Jazirah arab, tempat nabi muhammad di lahirkan dan tempat alquran di turunkan. Daerah ini tidak pernah masuk dalam wilayah kekuasaan kedua kerajaan adidaya keduanya. Walaupun daerah ini selalu menjadi sasaran ekspansi keduanya, karena daerah ini jauh dari pusat kerajaan baik Romawi maupun Persia. Sehingga kebrorokan budaya kedua kerajaan tersebut tidak begitu berpengaruh terhadap masyarakat baru, apalagi budaya nenek moyang mereka Ibrahim masih melekat dan sangat mereka cintai. Hal ini tergambar pada sikap mereka masih mencintai kejujuran dan keterbukaan menerima kebenaran. Ini adalah salah satu alasan atau hikmah kenapa al-Qur’an diturunkan di jazirah arab dimana terlihat bahwa wilayah ini merupakan lahan yang masih subur dan siap menerima al-Qur’an, dan disamping itu juga menurut Nasir Omar “ bahasa arab lebih mapan di banding bahasa lainnya di karenakan bahasa arab tidak mengalami banyak perubahan.
Seperti hal nya bahasa dalam Al-quran yang di turunkan ribuan tahun yang lalu menggunakan bahasa arab pula yang digunakan di jazirah arab saat ini terlihat tidak ada perbedaan. Sebelum al-qur’an di turunkan di tengah-tengah masyarakat arab terdapat budaya adat dan tradisi seperti sistem perkawinan hukuman atas pelaku kejahatan sistem waris dan kebiasaan dalam keluarga. Bahkan mereka juga menganut suatu sistem kepercayaan dan ibadah yang mereka warisi dari nenek moyang termasuk di antaranya hal-hal yang berasal dari nabi Ibrahim. Akan tetapi telah terjadi banyak penyimpangan dan perubahan. Al-qur’an turun merespon sistem kebudayaan dan kepercayaan tersebut iya meluruskan penyimpangan-penyimpangan, mengahapus tradisi yang tidak manusiawi, melakukan perubahan terhadap suatu sistem dan atau menerima suatu tradisi yang dianggap baik.
Pengertian Nuzul Qur’an
Kata “Nuzul” berasal dari bahasa Arab “Nazala”, secara etimologis berarti turun, jatuh, keadaan turun, tinggal sementara dan hal yang menimpa.
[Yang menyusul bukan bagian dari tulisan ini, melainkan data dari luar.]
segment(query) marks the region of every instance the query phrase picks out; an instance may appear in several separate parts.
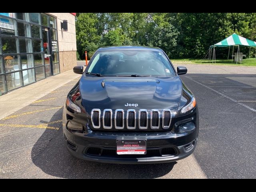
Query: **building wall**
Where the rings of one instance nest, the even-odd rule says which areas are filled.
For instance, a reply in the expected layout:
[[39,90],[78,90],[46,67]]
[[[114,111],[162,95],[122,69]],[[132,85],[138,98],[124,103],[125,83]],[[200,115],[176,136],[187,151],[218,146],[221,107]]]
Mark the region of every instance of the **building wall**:
[[[57,18],[60,72],[76,66],[76,40],[75,16],[70,13],[47,13]],[[61,30],[62,20],[68,21],[68,31]]]

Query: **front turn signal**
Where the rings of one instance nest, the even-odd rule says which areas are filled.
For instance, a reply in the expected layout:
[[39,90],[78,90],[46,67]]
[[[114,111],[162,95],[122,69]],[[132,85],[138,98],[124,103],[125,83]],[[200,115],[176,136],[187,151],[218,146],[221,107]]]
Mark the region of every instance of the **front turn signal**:
[[182,114],[187,112],[194,109],[196,107],[196,99],[195,99],[194,97],[193,97],[191,101],[190,101],[188,105],[185,106],[181,109],[181,113]]

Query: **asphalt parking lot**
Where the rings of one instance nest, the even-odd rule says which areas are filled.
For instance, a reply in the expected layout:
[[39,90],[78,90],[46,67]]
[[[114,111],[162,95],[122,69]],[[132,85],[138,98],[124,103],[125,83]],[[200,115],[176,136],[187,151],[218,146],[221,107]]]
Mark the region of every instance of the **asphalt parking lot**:
[[91,162],[68,153],[62,106],[76,78],[0,120],[0,178],[256,178],[252,69],[249,74],[189,68],[181,77],[199,107],[197,148],[184,160],[150,165]]

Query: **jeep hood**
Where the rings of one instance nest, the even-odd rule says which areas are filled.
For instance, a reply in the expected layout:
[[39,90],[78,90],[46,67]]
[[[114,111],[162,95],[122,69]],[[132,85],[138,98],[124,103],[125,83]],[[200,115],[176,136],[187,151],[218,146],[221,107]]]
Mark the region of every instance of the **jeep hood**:
[[[170,109],[176,112],[182,84],[178,77],[112,78],[83,75],[79,88],[83,104],[89,114],[94,108],[102,111]],[[125,106],[127,104],[138,104],[138,106]]]

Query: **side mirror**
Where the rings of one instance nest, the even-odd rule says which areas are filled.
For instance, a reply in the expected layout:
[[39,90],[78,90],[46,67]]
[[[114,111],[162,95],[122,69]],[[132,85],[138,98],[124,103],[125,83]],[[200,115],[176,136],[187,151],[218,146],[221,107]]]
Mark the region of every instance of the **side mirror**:
[[84,66],[76,66],[74,67],[73,72],[77,74],[82,74],[84,72]]
[[177,67],[177,73],[178,75],[184,75],[187,73],[188,70],[187,68],[182,66]]

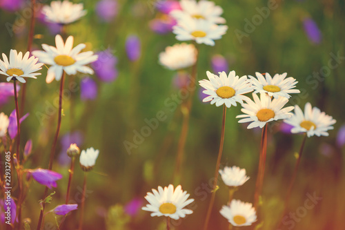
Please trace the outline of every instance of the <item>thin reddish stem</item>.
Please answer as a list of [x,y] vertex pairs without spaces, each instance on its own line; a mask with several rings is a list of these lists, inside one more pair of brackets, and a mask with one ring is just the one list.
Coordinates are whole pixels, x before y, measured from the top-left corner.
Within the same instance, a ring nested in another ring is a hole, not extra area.
[[208,205],[208,209],[207,210],[206,218],[205,220],[205,224],[204,225],[204,230],[206,230],[208,227],[208,222],[210,222],[210,218],[211,216],[212,209],[213,207],[213,204],[215,203],[216,188],[217,188],[217,184],[218,182],[218,175],[219,173],[219,171],[220,161],[221,160],[221,154],[223,153],[223,146],[224,144],[226,117],[226,106],[225,106],[225,104],[224,104],[223,106],[223,121],[222,121],[222,124],[221,124],[221,137],[220,137],[219,151],[218,152],[218,158],[217,159],[216,169],[215,169],[215,180],[213,182],[213,191],[212,191],[212,195],[211,195],[211,199],[210,200],[210,204]]

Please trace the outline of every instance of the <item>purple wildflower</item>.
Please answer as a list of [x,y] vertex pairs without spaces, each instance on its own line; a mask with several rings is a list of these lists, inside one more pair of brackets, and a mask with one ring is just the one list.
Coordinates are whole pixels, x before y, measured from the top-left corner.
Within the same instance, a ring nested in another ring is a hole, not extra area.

Sedangkan secara terminologis Nuzul adalah turunnya al-Qur’an pada nabi Muhammad SAW yang dibawa oleh malaikat Jibrik ke bumi.Al-Qur’an pada nabi Muhammad SAW melalui malaikat Jibril a.s sebagaimanadi firmankan Allah dalam al-Qur’an surat Asy-Syu’araa’ ayat 193 sampai 195 yaitu:-Shaabuu
Artinya “Dia dibawa turun oleh Ar-Ruhul Amin (Jibril a.s) kedalam hatimu (Muhammad) agar kamu menjadi slah seorang diantara orang-orang yang memberi peringatan dengan bahasa Arab yang jelas.
Jika ditelusuri dengan cermat, penggunaan kata yang dipergunakan untuk menunjukkan turunnya al-Qur’an menggunakan kata nazzala (seperti Nazzala al-furqan) dan anzala (seperti anzalnahu fi lailat al-qadr). Kata anzala menunjukkan kepada makna bahwa al-Qur’an pernah diturunkan sekaligus dan terkait dengan ruang dan waktu, sedangkan nazzala menunjukan bahwa al-Qur’an turun secara berangsur-angsur.Oleh karena itu ulama klasik (salaf) hingga abad ke-3 H enggan memberikan pengertian yang sebenarnya yang berkaitan dengan nuzul-nya al-Qur’an. Ulama setelah Abad ke-3 H memahami nuzul al-Qur’an dengan pengertian ditampakkan atau diperkenalkannya al-Qur’an pada waktu dan tempat tertentu.
Ada juga pendapat yang memberikan alternatif dari problema tersebut dengan memberikan pengetian majazy dari kata nuzul diartikan penampakkan al-Qur’an ke pentas bumi pada waktu dan tempat tertentu. Menurut pandangan ini al-Qur’an bersifat qadim dalam pengertiannya sudah ada sebelum adanya tempat dan waktu, akan tetapi keberadaannya diwaktu itu belum diketahui atau belum hadir di bumi. Ketika al-Qur’an pertama kali diterima ketika itu pula al-Qur’an pertama kalinya menampakkan diri.
Proses turunnya Al-Qur’an
Penyampaian Al-qur’an dari allah kepada Lawh al-mahfuzh. Maksud nya sebelum al-Qur’an di sampaikan kepada beliau sebagai utusan allah terhadap manusia, ia terlebih dahulu di sampaikan lawh al-mahfuzh yaitu suatu lembaran yang terpelihara dimana al-qur’an pertama kalinya ditulis pada lembara tersebut. Allah SWT menjelaskan sebagai berikut (QS Al-Buruj ayat 21-22).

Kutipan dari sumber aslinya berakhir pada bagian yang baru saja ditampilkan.